Develop a clear PSE policy:1. Reasons need to be enunciated for the government to own or control companies that are deemed critical to Pakistan’s security and economic wellbeing.
A rationalisation of the current list of PSEs into those that are of strategic importance or those that are for special assignment is needed to focus government attention towards privatisation or corporatisation.
All remaining PSEs should be brought under standard legal structures. Proper compilation of accounts and information sharing will enhance overall transparency.
For those remaining under government control, the majority shareholder needs to clearly articulate the mandate and key performance indicators for the PSEs. This should be kept distinct from the government’s function of policymaking, market regulation or social obligations.
Create an enabling environment for reform of PSEs:1. PSEs have to be managed on a sound commercial footing and held accountable for the judicious use of public resources. PSEs should make full disclosure of tradeoffs they face in terms of costs and quality of delivery. The budget should annually provide for financing of the required shortfall or subsidies in a transparent manner.
State ownership should not create a competitive edge for the PSEs. There is a need to ensure a level playing field by nurturing competitiveness in markets. Competition will enhance economic efficiency and innovation.
There is also a need to enhance the role and capacities of the sector regulators and the Competition Commission to examine the PSEs’ role in sectors which often operate as “natural monopolies” (even if private entry is allowed) and examine whether state ownership is ensuring an adequate level of service provision.
Set up an independent steering committee to oversee implementation:There is probably no institution better placed than the board of directors to ensure good corporate governance at the entity level. Therefore the primary focus of corporate governance reform of PSEs needs to be on the selection of qualified and competent people on the board of directors of these entities.
The appropriate mechanism needs to be put in place that ensures the right selection and continuous monitoring of the members of the board, divorced from political interference.
This mechanism could take the form of a separate government department, similar to the Department of Public Enterprises in India, or it could be outside the ambit of any particular ministry like the Crown Company Monitoring Advisory Unit in New Zealand. The proposed steering committee needs to be comprised of members from both the public and private sector to ensure an appropriate mix of skills as well as to ensure ownership of the process across a broader spectrum.

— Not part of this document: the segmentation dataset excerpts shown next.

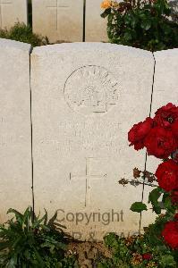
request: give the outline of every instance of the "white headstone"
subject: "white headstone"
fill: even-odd
[[[127,135],[148,114],[151,53],[62,44],[34,48],[31,63],[37,213],[58,210],[59,222],[81,239],[138,231],[140,215],[130,206],[142,187],[118,180],[144,168],[145,152],[134,154]]]
[[[0,39],[0,222],[31,205],[30,46]]]
[[[32,0],[33,31],[50,42],[82,41],[83,0]]]
[[[155,81],[153,88],[153,101],[151,106],[151,117],[155,116],[157,110],[168,103],[178,105],[178,49],[169,49],[154,53],[156,60]],[[162,161],[155,156],[148,156],[147,170],[156,172],[158,164]],[[153,188],[151,188],[153,189]],[[147,203],[150,187],[145,187],[144,202]],[[149,206],[151,207],[151,206]],[[164,213],[164,211],[163,211]],[[155,221],[157,214],[142,213],[141,227],[148,226]]]
[[[108,42],[107,18],[101,18],[101,0],[86,0],[86,42]]]
[[[10,29],[18,21],[28,22],[28,1],[0,0],[0,28]]]

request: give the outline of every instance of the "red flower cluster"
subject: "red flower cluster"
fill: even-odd
[[[173,199],[176,199],[176,193],[178,193],[178,164],[172,159],[164,162],[158,165],[155,175],[160,188],[167,192],[177,190],[173,197]]]
[[[178,222],[166,222],[162,236],[169,247],[178,249]]]
[[[144,254],[142,255],[142,258],[143,258],[143,260],[148,260],[148,261],[149,261],[149,260],[152,259],[152,254],[150,254],[150,253],[144,253]]]
[[[171,103],[161,107],[153,119],[133,125],[128,139],[135,150],[145,147],[148,155],[167,158],[178,148],[178,107]]]
[[[130,146],[135,150],[147,148],[148,155],[166,159],[155,173],[160,188],[170,192],[173,205],[178,205],[178,107],[169,103],[158,109],[155,117],[133,125],[128,133]],[[173,159],[168,158],[172,156]],[[167,159],[168,158],[168,159]],[[162,236],[173,249],[178,249],[178,213],[165,224]],[[144,254],[143,259],[150,259]]]

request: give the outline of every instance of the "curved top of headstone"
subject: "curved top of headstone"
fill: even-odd
[[[55,45],[48,45],[48,46],[36,46],[33,49],[33,53],[35,54],[38,55],[53,55],[53,54],[56,54],[57,52],[62,52],[65,50],[81,50],[81,51],[89,51],[89,50],[93,50],[93,51],[105,51],[106,53],[114,53],[114,52],[125,52],[126,54],[129,54],[130,56],[134,55],[134,56],[150,56],[152,54],[151,52],[136,48],[136,47],[131,47],[131,46],[123,46],[123,45],[116,45],[116,44],[110,44],[110,43],[99,43],[99,42],[76,42],[76,43],[63,43],[63,44],[55,44]]]
[[[24,50],[24,51],[29,51],[30,52],[31,46],[27,43],[22,43],[19,41],[14,41],[14,40],[10,40],[10,39],[5,39],[5,38],[0,38],[0,47],[4,48],[15,48],[15,49],[20,49],[20,50]]]

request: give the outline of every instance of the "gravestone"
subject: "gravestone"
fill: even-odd
[[[0,222],[31,205],[30,46],[0,39]]]
[[[142,187],[118,180],[144,168],[127,134],[148,114],[153,56],[102,43],[34,48],[31,55],[36,213],[58,212],[58,222],[81,239],[139,230],[130,211]]]
[[[157,110],[168,103],[178,105],[178,49],[169,49],[154,53],[156,60],[155,81],[153,88],[153,102],[151,117],[154,117]],[[144,118],[143,118],[144,119]],[[155,173],[162,161],[154,156],[148,156],[147,170]],[[145,187],[144,202],[147,203],[150,187]],[[148,206],[149,208],[151,206]],[[163,211],[164,213],[164,211]],[[142,213],[141,227],[154,222],[157,214],[149,212]]]
[[[0,28],[10,29],[15,22],[28,22],[27,0],[0,0]]]
[[[86,0],[86,42],[108,42],[107,18],[101,18],[101,0]]]
[[[82,41],[83,0],[32,0],[33,31],[50,42]]]

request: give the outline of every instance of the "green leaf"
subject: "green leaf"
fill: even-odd
[[[147,210],[147,205],[142,202],[135,202],[131,205],[130,209],[133,212],[140,213],[143,210]]]
[[[165,255],[161,257],[161,263],[165,267],[167,266],[174,266],[175,265],[175,261],[174,259],[174,256],[171,255]]]
[[[160,214],[161,213],[161,205],[158,202],[158,198],[160,197],[162,194],[162,189],[160,188],[154,188],[148,196],[148,203],[151,203],[152,206],[153,206],[153,211],[157,214]]]
[[[148,30],[150,29],[151,27],[151,21],[150,20],[144,20],[142,22],[141,22],[141,28],[144,29],[145,30]]]
[[[101,18],[106,18],[106,16],[108,16],[108,14],[110,14],[111,13],[111,8],[107,8],[104,11],[103,13],[100,14]]]
[[[123,38],[125,39],[125,41],[130,41],[131,40],[132,37],[131,37],[131,32],[129,31],[126,31],[123,35]]]

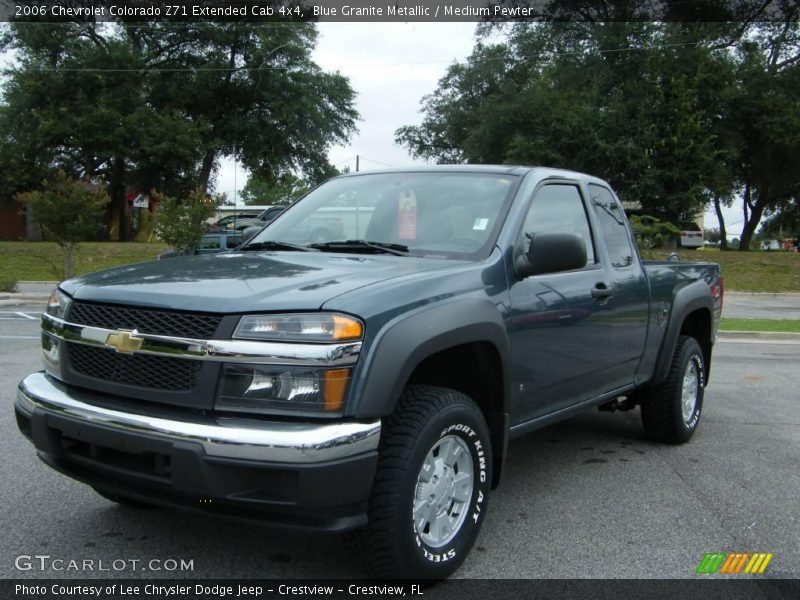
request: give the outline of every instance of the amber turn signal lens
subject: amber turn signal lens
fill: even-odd
[[[333,339],[357,340],[361,338],[361,322],[344,315],[333,315]]]
[[[350,369],[329,369],[325,371],[325,383],[323,386],[323,402],[325,410],[334,412],[344,406],[344,390],[347,388],[347,380],[350,378]]]

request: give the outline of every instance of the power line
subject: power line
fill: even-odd
[[[653,46],[639,46],[639,47],[623,47],[623,48],[608,48],[606,50],[591,50],[591,51],[574,51],[574,52],[548,52],[545,54],[539,54],[536,56],[531,55],[517,55],[517,59],[541,59],[541,58],[555,58],[555,57],[566,57],[566,56],[595,56],[595,55],[602,55],[602,54],[615,54],[615,53],[623,53],[623,52],[644,52],[647,50],[666,50],[668,48],[686,48],[686,47],[698,47],[701,45],[702,42],[683,42],[683,43],[674,43],[674,44],[657,44]],[[348,68],[348,69],[356,69],[356,68],[371,68],[371,67],[405,67],[405,66],[419,66],[419,65],[438,65],[438,64],[446,64],[452,63],[455,59],[450,58],[447,60],[426,60],[426,61],[406,61],[406,62],[382,62],[382,63],[352,63],[352,64],[340,64],[337,65],[337,69]],[[483,56],[481,60],[498,60],[498,61],[507,61],[508,57],[506,56]],[[65,73],[200,73],[200,72],[228,72],[228,71],[248,71],[248,72],[259,72],[259,71],[290,71],[293,69],[302,68],[301,66],[258,66],[258,67],[248,67],[248,66],[234,66],[234,67],[182,67],[182,68],[148,68],[142,67],[138,69],[106,69],[106,68],[87,68],[87,67],[80,67],[80,68],[69,68],[69,67],[27,67],[26,69],[29,71],[41,71],[41,72],[65,72]]]

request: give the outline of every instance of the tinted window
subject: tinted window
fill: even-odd
[[[218,235],[204,235],[197,245],[198,250],[208,250],[219,248]]]
[[[516,176],[466,172],[339,177],[286,208],[253,238],[308,245],[364,239],[411,255],[488,255]]]
[[[633,248],[622,207],[614,195],[604,187],[590,185],[589,193],[592,195],[592,205],[600,221],[611,264],[615,267],[632,265]]]
[[[574,185],[546,185],[533,199],[523,228],[526,234],[577,233],[586,244],[586,262],[593,263],[594,246],[586,209]]]
[[[229,235],[225,239],[225,246],[228,248],[236,248],[241,243],[242,243],[242,236],[240,235]]]

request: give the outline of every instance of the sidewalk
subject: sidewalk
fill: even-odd
[[[20,281],[16,292],[0,292],[0,300],[42,302],[50,297],[57,281]]]

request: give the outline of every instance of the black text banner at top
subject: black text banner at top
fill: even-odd
[[[1,21],[793,21],[800,0],[0,0]]]

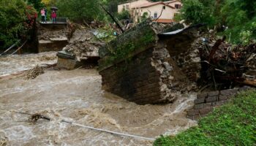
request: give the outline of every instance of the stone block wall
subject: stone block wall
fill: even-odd
[[[167,49],[152,47],[99,74],[103,90],[146,104],[173,101],[187,86],[183,81],[188,80],[181,74],[176,77],[174,69]]]
[[[194,101],[193,108],[187,112],[187,117],[192,120],[204,117],[213,111],[214,107],[227,103],[231,96],[247,89],[248,88],[241,88],[197,94],[197,99]]]

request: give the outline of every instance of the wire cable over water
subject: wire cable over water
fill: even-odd
[[[31,115],[32,117],[34,116],[34,115],[37,115],[37,117],[38,118],[42,118],[42,119],[50,120],[50,118],[45,117],[45,116],[41,115],[39,114],[30,114],[30,113],[26,113],[26,112],[23,112],[8,111],[8,110],[0,110],[6,111],[6,112],[15,112],[15,113],[23,114],[23,115]],[[38,120],[38,119],[37,119],[37,120]],[[119,135],[119,136],[130,137],[143,139],[146,139],[146,140],[152,140],[152,141],[155,140],[155,139],[154,139],[154,138],[144,137],[140,137],[140,136],[138,136],[138,135],[133,135],[133,134],[124,134],[124,133],[119,133],[119,132],[112,131],[109,131],[109,130],[105,130],[105,129],[102,129],[102,128],[94,128],[94,127],[92,127],[92,126],[85,126],[85,125],[82,125],[82,124],[79,124],[79,123],[75,123],[74,122],[67,121],[67,120],[61,120],[59,123],[69,123],[69,124],[71,124],[71,125],[73,125],[73,126],[80,126],[80,127],[83,127],[83,128],[89,128],[89,129],[92,129],[92,130],[96,130],[96,131],[98,131],[105,132],[105,133],[116,134],[116,135]]]

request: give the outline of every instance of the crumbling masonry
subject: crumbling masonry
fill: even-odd
[[[145,22],[100,48],[102,88],[139,104],[172,102],[195,89],[200,60],[191,46],[197,35],[182,26]]]

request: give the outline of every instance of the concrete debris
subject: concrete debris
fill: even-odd
[[[59,51],[67,45],[67,24],[40,23],[38,30],[38,52]]]
[[[194,47],[202,60],[202,81],[215,89],[227,89],[244,83],[256,86],[256,44],[234,46],[215,37],[201,38]],[[250,82],[248,84],[248,82]]]
[[[33,80],[35,79],[37,76],[44,73],[43,67],[37,66],[34,68],[29,70],[25,75],[25,80]]]
[[[90,29],[78,28],[75,31],[63,50],[74,55],[78,61],[80,61],[86,57],[99,56],[99,47],[102,45],[104,43],[97,39]]]
[[[173,102],[196,91],[201,66],[192,46],[199,35],[197,27],[184,27],[145,21],[101,47],[102,88],[139,104]]]

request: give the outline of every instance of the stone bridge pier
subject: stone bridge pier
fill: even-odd
[[[59,51],[68,43],[67,18],[57,18],[56,23],[39,23],[38,28],[38,52]]]

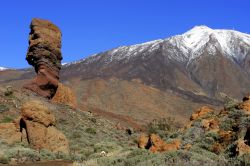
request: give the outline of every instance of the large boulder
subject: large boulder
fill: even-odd
[[[180,148],[181,142],[179,139],[171,143],[166,143],[160,136],[156,134],[145,135],[142,134],[138,140],[138,147],[142,149],[149,149],[151,152],[169,152],[176,151]]]
[[[19,125],[16,122],[0,124],[0,139],[8,144],[21,142],[21,135]]]
[[[205,115],[207,115],[208,113],[214,112],[213,109],[207,107],[207,106],[203,106],[201,108],[199,108],[197,111],[195,111],[192,116],[190,117],[190,120],[196,120],[198,118],[202,118]]]
[[[37,76],[24,87],[52,98],[56,93],[61,69],[61,31],[47,20],[33,19],[30,25],[29,48],[26,60]]]
[[[22,132],[25,130],[26,132]],[[21,108],[20,131],[22,140],[35,149],[69,153],[68,140],[55,127],[55,117],[41,101],[30,101]]]
[[[69,87],[61,83],[58,84],[58,88],[55,96],[52,98],[52,102],[66,104],[73,108],[76,108],[77,106],[75,94]]]

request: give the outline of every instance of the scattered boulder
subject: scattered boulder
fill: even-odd
[[[138,147],[149,149],[151,152],[169,152],[176,151],[180,148],[181,141],[176,139],[172,143],[166,143],[158,135],[150,134],[149,136],[143,134],[138,140]]]
[[[72,90],[61,83],[58,84],[58,88],[56,94],[52,98],[52,102],[66,104],[73,108],[76,108],[77,106],[76,97]]]
[[[138,147],[143,149],[149,149],[147,148],[148,145],[148,141],[149,141],[149,136],[146,134],[142,134],[140,135],[139,139],[138,139]]]
[[[21,142],[19,125],[16,122],[0,124],[0,139],[5,140],[8,144]]]
[[[250,153],[250,146],[245,143],[243,139],[237,141],[237,153],[239,156]]]
[[[250,114],[250,100],[243,101],[237,108],[245,111],[246,114]]]
[[[192,114],[192,116],[190,117],[190,120],[196,120],[198,118],[202,118],[204,117],[206,114],[214,112],[213,109],[207,107],[207,106],[203,106],[200,109],[198,109],[195,113]]]
[[[26,102],[21,108],[21,117],[24,121],[37,122],[45,127],[53,126],[56,123],[49,108],[38,100]]]
[[[56,129],[55,123],[55,117],[45,103],[29,101],[22,106],[19,118],[0,124],[0,138],[9,144],[23,142],[37,150],[68,154],[68,140]]]
[[[20,130],[26,130],[25,138],[35,149],[69,153],[68,140],[56,129],[54,115],[40,101],[30,101],[23,105]]]
[[[35,18],[30,25],[29,48],[26,60],[37,76],[24,88],[52,98],[56,93],[61,69],[61,31],[47,20]]]
[[[209,131],[219,131],[219,120],[217,118],[203,119],[201,121],[202,127]]]

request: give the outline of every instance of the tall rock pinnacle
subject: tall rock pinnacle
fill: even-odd
[[[56,25],[38,18],[32,20],[30,29],[26,60],[35,68],[37,76],[24,87],[52,98],[59,83],[62,34]]]

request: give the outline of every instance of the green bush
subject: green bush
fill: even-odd
[[[87,128],[86,130],[85,130],[87,133],[89,133],[89,134],[96,134],[96,129],[94,129],[94,128],[91,128],[91,127],[89,127],[89,128]]]
[[[9,159],[5,156],[0,156],[0,163],[1,164],[8,164],[9,163]]]
[[[6,111],[9,111],[9,108],[4,104],[0,104],[0,113]]]

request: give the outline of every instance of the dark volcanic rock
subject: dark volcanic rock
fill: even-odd
[[[33,19],[30,25],[29,48],[26,60],[37,76],[25,85],[26,89],[52,98],[59,83],[61,69],[61,31],[47,20]]]

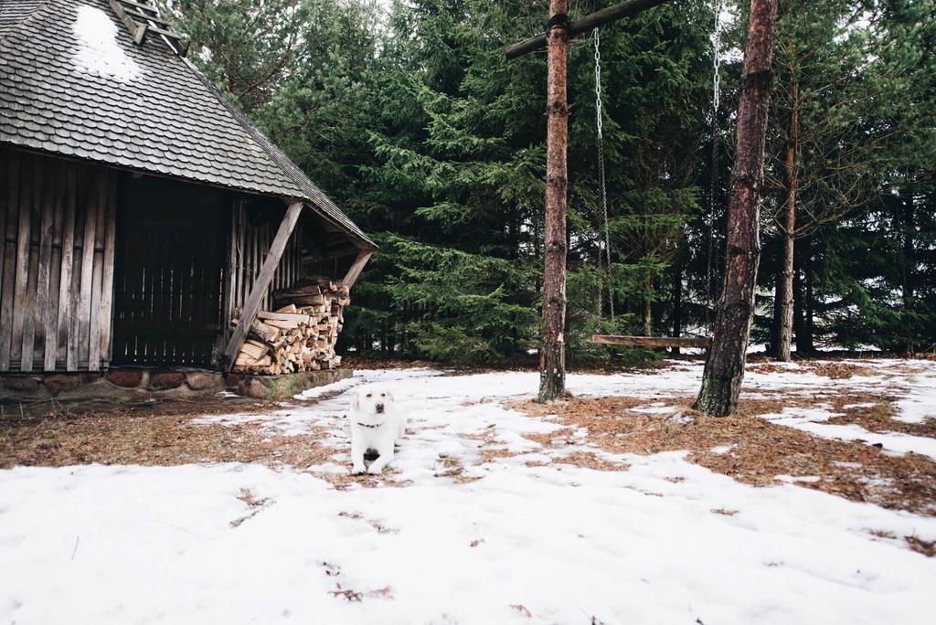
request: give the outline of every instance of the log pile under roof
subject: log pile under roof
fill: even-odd
[[[347,286],[328,280],[305,283],[274,292],[273,301],[277,309],[260,311],[251,324],[235,372],[279,375],[341,365],[335,342],[351,301]]]

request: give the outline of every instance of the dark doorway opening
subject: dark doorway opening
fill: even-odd
[[[119,187],[112,363],[211,367],[230,195],[149,176]]]

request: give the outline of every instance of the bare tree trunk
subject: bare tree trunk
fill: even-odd
[[[760,261],[758,219],[764,185],[764,138],[773,78],[770,63],[776,18],[777,0],[751,0],[728,201],[724,283],[702,387],[695,400],[696,410],[714,416],[726,416],[738,408],[753,319]]]
[[[914,202],[915,198],[912,194],[906,197],[900,197],[900,225],[903,228],[903,258],[900,263],[900,282],[901,299],[903,300],[903,330],[904,339],[902,341],[901,352],[911,354],[914,345],[913,340],[913,327],[911,326],[911,312],[914,308],[914,235],[915,234],[915,220],[914,215]]]
[[[547,34],[546,223],[543,250],[543,327],[539,351],[539,400],[565,394],[565,208],[566,134],[565,53],[568,0],[550,0]]]
[[[682,334],[682,261],[673,268],[673,337],[679,339]],[[673,347],[673,355],[680,353],[679,347]]]
[[[797,172],[797,153],[799,149],[799,89],[796,74],[793,76],[792,110],[790,111],[790,136],[786,144],[786,202],[783,205],[783,255],[780,273],[780,328],[777,335],[777,359],[790,361],[793,342],[793,272],[794,241],[797,228],[797,191],[799,178]]]
[[[644,278],[644,336],[653,336],[653,302],[650,297],[651,289],[653,288],[653,277],[647,272]]]

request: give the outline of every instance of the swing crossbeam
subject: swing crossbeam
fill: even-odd
[[[599,345],[623,347],[702,347],[711,345],[710,337],[625,337],[613,334],[593,334],[592,342]]]
[[[622,2],[614,5],[613,7],[602,8],[594,13],[586,15],[578,22],[570,23],[568,27],[569,36],[573,37],[577,35],[587,33],[592,28],[604,26],[605,24],[611,23],[612,22],[617,22],[622,18],[634,17],[635,15],[644,12],[648,8],[652,8],[657,5],[662,5],[670,1],[671,0],[627,0],[627,2]],[[508,59],[516,59],[519,56],[523,56],[524,54],[543,50],[546,48],[546,33],[543,33],[542,35],[537,35],[536,36],[530,37],[529,39],[520,41],[519,43],[508,46],[504,51],[505,54]]]

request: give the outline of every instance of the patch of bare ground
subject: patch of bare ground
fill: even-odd
[[[912,436],[936,438],[936,419],[926,419],[921,423],[898,421],[894,417],[899,411],[890,399],[881,401],[880,396],[851,394],[830,398],[830,403],[833,412],[843,414],[834,416],[826,423],[836,425],[854,423],[872,432],[899,432]]]
[[[936,516],[936,462],[912,453],[888,456],[861,443],[822,439],[755,418],[779,413],[789,401],[749,400],[730,418],[695,413],[689,399],[674,400],[668,414],[632,410],[646,401],[607,397],[547,404],[515,401],[506,407],[535,416],[555,414],[568,428],[586,428],[588,442],[609,452],[687,450],[689,461],[746,484],[774,485],[778,475],[818,476],[818,481],[798,484],[856,501]],[[551,446],[557,435],[535,439]],[[729,449],[713,452],[716,447]]]
[[[872,367],[856,365],[850,362],[835,362],[829,360],[797,360],[797,369],[775,362],[763,362],[751,365],[747,371],[752,373],[789,373],[805,371],[832,380],[844,380],[853,376],[870,377],[882,375],[885,371]]]
[[[304,469],[329,461],[335,453],[321,443],[327,434],[324,429],[271,436],[260,421],[193,424],[194,418],[192,414],[137,416],[112,412],[6,419],[0,423],[0,468],[256,462]]]

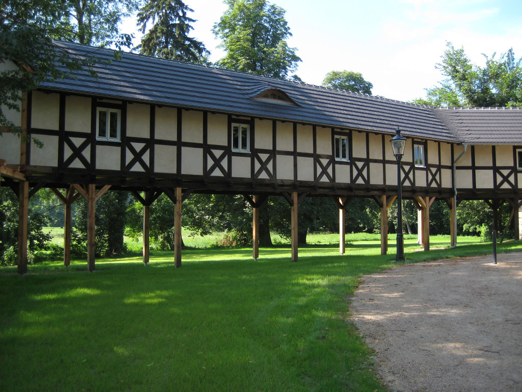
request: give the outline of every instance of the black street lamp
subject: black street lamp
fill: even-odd
[[[393,155],[397,159],[397,256],[396,261],[404,261],[404,238],[402,237],[402,183],[401,179],[400,161],[404,155],[406,138],[401,136],[400,130],[397,127],[395,136],[390,141]]]

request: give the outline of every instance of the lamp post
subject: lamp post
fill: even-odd
[[[404,238],[402,237],[402,184],[400,175],[401,163],[406,145],[406,138],[397,127],[395,136],[390,141],[393,155],[397,159],[397,256],[396,261],[404,261]]]

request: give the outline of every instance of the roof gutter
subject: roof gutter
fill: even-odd
[[[455,209],[455,227],[454,229],[455,230],[455,244],[452,247],[452,249],[454,249],[457,247],[457,162],[458,162],[459,159],[462,158],[462,156],[466,154],[466,150],[468,149],[468,143],[463,143],[462,144],[462,147],[464,147],[464,149],[462,152],[460,153],[460,154],[457,157],[457,158],[453,161],[453,205],[454,208]]]

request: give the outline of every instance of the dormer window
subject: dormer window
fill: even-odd
[[[260,101],[268,101],[276,103],[294,106],[295,102],[285,93],[276,89],[267,90],[264,93],[256,97],[255,99]]]

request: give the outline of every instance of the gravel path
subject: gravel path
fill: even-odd
[[[364,276],[352,318],[394,391],[522,391],[522,253]]]

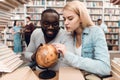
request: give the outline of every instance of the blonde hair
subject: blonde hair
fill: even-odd
[[[66,9],[75,12],[80,17],[83,28],[94,25],[84,3],[80,1],[71,1],[63,7],[63,11]]]

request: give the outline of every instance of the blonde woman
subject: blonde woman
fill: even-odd
[[[103,30],[92,22],[85,5],[72,1],[63,8],[66,30],[73,33],[74,53],[62,44],[53,44],[68,63],[100,76],[110,74],[110,58]]]

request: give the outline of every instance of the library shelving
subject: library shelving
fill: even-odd
[[[64,27],[62,18],[63,6],[71,0],[31,0],[28,4],[16,8],[12,11],[14,16],[11,18],[9,26],[13,25],[14,20],[18,20],[21,24],[25,24],[25,17],[30,16],[32,22],[36,27],[40,27],[41,13],[47,8],[53,8],[60,14],[60,26]],[[120,22],[120,8],[113,5],[109,0],[80,0],[85,3],[91,19],[97,25],[97,19],[102,21],[108,26],[108,33],[106,33],[106,40],[109,50],[120,50],[119,39],[119,25]]]

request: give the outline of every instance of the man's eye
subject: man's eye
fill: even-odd
[[[71,21],[71,20],[73,20],[73,18],[69,18],[69,20]]]

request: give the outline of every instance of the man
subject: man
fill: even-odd
[[[27,24],[25,25],[24,33],[25,33],[25,42],[28,46],[30,43],[31,34],[32,34],[33,30],[35,29],[35,27],[34,27],[33,23],[31,22],[30,17],[26,17],[26,22],[27,22]]]
[[[120,5],[120,0],[110,0],[114,5]]]
[[[59,27],[59,14],[53,9],[46,9],[41,14],[41,28],[34,30],[31,35],[30,44],[26,50],[25,57],[34,60],[34,53],[38,46],[42,44],[62,43],[67,49],[72,50],[72,36]],[[60,58],[58,64],[52,69],[58,70],[59,66],[64,66],[64,59]]]
[[[101,28],[105,33],[108,32],[107,25],[102,22],[102,19],[98,19],[98,20],[97,20],[97,25],[100,26],[100,28]]]

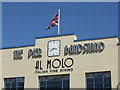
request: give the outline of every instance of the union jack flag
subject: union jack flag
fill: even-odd
[[[49,28],[54,26],[58,26],[58,13],[53,17],[53,19],[50,21],[49,26],[45,30],[48,30]]]

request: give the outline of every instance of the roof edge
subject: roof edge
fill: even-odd
[[[30,46],[35,46],[35,45],[24,45],[24,46],[11,46],[11,47],[3,47],[3,48],[0,48],[0,50],[2,50],[2,49],[23,48],[23,47],[30,47]]]

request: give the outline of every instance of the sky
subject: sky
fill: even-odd
[[[60,35],[78,40],[118,35],[117,2],[3,2],[2,48],[34,45],[36,37],[57,35],[57,26],[45,30],[61,10]]]

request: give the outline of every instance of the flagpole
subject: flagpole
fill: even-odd
[[[60,9],[58,10],[58,35],[60,34]]]

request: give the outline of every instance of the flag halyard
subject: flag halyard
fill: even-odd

Professionals need to be tapped for the steering committee, applying the same fit and proper criteria developed for individual board members of PSEs. Ex-officio membership from ministries should be discouraged as should institutional representation. These recommendations have been made keeping in mind that some of the more successful centralised models of governance may be premature and impractical in Pakistan’s milieu.
However, if the above corrective measures prove inadequate to stem the rapid deterioration in the PSEs, a more radical shift towards centralised ownership models may be required. As with all reform measures, the implementation has to be in “letter and spirit” so that its chances of success are not sacrificed at the altar of political expediency.
The writer was a member of the Task Force on Corporate Governance for Public Sector Enterprises.